Pendidikan yang Berorientasi pada Peserta Didik
Sebagai wadah aspirasi orang tua, POPDIKSI menegaskan bahwa keberhasilan pendidikan harus diukur dari dampak nyata yang dirasakan oleh peserta didik. Penguatan literasi, numerasi, pendidikan karakter, dan terciptanya lingkungan belajar yang aman dan nyaman harus menjadi prioritas dalam setiap kebijakan pendidikan.

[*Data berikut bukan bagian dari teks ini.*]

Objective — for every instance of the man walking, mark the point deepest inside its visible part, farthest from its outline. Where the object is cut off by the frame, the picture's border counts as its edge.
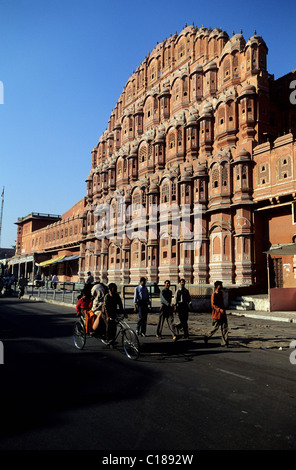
(182, 300)
(166, 311)
(141, 301)
(219, 318)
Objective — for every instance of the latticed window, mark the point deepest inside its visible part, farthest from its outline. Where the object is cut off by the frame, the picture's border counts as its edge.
(150, 150)
(224, 176)
(165, 193)
(143, 154)
(171, 141)
(144, 199)
(174, 191)
(179, 137)
(136, 201)
(215, 178)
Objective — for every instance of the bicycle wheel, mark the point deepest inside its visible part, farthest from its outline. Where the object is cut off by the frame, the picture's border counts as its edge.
(79, 335)
(130, 343)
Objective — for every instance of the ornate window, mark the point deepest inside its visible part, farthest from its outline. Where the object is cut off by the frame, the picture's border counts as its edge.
(165, 193)
(171, 140)
(215, 178)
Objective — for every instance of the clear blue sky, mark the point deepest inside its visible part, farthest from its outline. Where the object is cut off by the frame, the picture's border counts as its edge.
(63, 65)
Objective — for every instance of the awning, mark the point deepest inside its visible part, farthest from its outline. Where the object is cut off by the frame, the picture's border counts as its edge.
(282, 249)
(51, 261)
(24, 259)
(70, 258)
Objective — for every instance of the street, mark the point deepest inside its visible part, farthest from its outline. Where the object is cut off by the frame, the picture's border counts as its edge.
(178, 396)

Ujang mengingatkan, “Pendidikan harus kembali pada tujuan utamanya, yaitu memberikan layanan terbaik bagi peserta didik. Ketika kebijakan benar-benar berorientasi pada kepentingan anak, maka kualitas pendidikan akan meningkat dan masa depan generasi Sukabumi akan lebih baik.” Dengan begitu, masyarakat diharapkan dapat merasakan dampak positif dari kebijakan pendidikan yang diambil.